But, to be honest, it’s not even that much work…

2 Likes

Haha, when I have 5 chains with 250K parameters I’m happy if rhat finishes in several minutes :P

1 Like

@betanalpha thanks for another lucid explanation of this stuff

So just to recap the “Fraction of Missing Information” name, and make sure I have this right:

  • FMI was originally applied in the context of multiple imputation, where it refers to the ratio of the sampling variation of some summary statistic \theta between imputations (the between-imputation variance) to the sampling variation across imputations (the total variance).
  • Implicit in the above is a within-imputation variance component. Thus, the in the multiple imputation context FMI quantifies the fraction of “information” (sensu lato, I think?) about the sampling distribution for \theta that is missing from the sampling distribution that we observe for a single imputation. So that’s where the name comes from.
  • In the energy-FMI context, we are looking at the ratio of the variance in energy transitions \Sigma_{resampling} compared to the total variance in energy \Sigma_{total}.
  • But for some reason the appropriate formulation for the e-FMI variance ratio involves a formulation for \Sigma_{resampling} that is conceptually and/or mathematically equivalent to the between-imputation variance component above, and not the within-imputation component.
  • Thus, we are stuck calling the case where \Sigma_{resampling} is high a “high e-FMI”.

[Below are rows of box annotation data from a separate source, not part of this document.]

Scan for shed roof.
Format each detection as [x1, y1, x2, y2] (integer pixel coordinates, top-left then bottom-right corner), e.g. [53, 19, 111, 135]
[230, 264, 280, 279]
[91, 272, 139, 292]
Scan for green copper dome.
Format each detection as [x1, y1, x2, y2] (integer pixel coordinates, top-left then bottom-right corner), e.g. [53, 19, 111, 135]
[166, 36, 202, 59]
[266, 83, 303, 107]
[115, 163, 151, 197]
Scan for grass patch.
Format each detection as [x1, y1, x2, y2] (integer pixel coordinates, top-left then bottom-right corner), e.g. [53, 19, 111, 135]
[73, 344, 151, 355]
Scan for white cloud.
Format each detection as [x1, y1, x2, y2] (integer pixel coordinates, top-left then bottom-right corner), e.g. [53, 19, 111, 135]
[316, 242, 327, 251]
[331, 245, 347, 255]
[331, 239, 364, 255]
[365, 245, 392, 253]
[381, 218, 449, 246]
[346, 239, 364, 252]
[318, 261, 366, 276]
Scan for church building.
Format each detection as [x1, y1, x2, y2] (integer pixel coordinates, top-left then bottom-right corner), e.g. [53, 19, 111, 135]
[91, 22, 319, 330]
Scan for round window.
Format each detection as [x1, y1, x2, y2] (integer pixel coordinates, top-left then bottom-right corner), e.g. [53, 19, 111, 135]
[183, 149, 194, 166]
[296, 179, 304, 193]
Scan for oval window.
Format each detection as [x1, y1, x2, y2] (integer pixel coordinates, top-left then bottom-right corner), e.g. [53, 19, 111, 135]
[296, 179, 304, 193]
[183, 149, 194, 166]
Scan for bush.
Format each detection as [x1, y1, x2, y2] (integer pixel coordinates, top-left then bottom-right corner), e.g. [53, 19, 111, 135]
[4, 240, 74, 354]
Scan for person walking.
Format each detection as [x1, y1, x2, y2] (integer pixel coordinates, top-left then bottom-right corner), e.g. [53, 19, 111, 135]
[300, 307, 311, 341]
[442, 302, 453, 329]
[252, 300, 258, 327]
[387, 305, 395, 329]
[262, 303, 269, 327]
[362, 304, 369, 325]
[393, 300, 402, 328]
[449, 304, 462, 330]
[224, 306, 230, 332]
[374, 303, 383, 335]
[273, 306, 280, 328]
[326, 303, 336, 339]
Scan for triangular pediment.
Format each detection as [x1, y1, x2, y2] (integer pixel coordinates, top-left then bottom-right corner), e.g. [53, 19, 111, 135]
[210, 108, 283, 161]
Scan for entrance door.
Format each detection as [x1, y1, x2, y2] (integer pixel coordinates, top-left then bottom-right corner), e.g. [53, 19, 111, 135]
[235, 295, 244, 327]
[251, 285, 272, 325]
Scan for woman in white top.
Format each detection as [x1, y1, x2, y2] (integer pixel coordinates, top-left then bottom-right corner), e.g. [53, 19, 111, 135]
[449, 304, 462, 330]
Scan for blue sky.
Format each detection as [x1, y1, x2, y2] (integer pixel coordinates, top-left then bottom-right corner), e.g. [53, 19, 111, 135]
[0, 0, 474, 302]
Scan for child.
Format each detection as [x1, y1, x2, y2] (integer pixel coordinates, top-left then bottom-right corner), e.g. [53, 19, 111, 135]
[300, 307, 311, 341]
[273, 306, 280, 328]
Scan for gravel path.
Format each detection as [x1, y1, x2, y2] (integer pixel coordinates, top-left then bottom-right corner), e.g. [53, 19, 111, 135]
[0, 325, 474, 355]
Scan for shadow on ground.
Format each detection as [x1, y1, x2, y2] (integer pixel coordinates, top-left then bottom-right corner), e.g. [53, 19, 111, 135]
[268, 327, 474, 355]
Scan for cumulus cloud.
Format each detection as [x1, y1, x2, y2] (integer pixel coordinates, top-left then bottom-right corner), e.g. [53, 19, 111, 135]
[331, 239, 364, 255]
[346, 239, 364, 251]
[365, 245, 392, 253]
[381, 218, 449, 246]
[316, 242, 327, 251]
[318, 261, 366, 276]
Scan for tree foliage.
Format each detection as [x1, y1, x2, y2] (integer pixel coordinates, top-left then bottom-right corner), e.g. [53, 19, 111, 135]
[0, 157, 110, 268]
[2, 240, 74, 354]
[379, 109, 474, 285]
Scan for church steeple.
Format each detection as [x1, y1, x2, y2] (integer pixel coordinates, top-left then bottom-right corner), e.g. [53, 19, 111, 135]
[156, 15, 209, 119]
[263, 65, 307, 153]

Is that (at least approximately) correct?

@jsocolar @Funko_Unko FYI I’m working on during-sampling redirection of outputs to a storage format that should make the computation of diagnostics far faster

2 Likes

Anything not csv/text based is probably an improvement, isnt it?

Edit: Though, much of the time should be spent computing anyways.

1 Like

Hi,
without pretending I understand the technical part very well, I think the user confusion (why “low missing information” is bad) could be easily handled by just using “E-BFMI” or “BFMI” without actually expanding the acronym in all messages and short-form documentation. Instead of explaining the acronym we would just explain what the diagnostic (roughly) tells you. I.e. use “E-BFMI” the same way we use “R-hat” - we also don’t explain why it is called “R-hat”. Interested readers then may be redirected to more detailed treatment that explains the name and - more importantly - the math (as we do with R-hat).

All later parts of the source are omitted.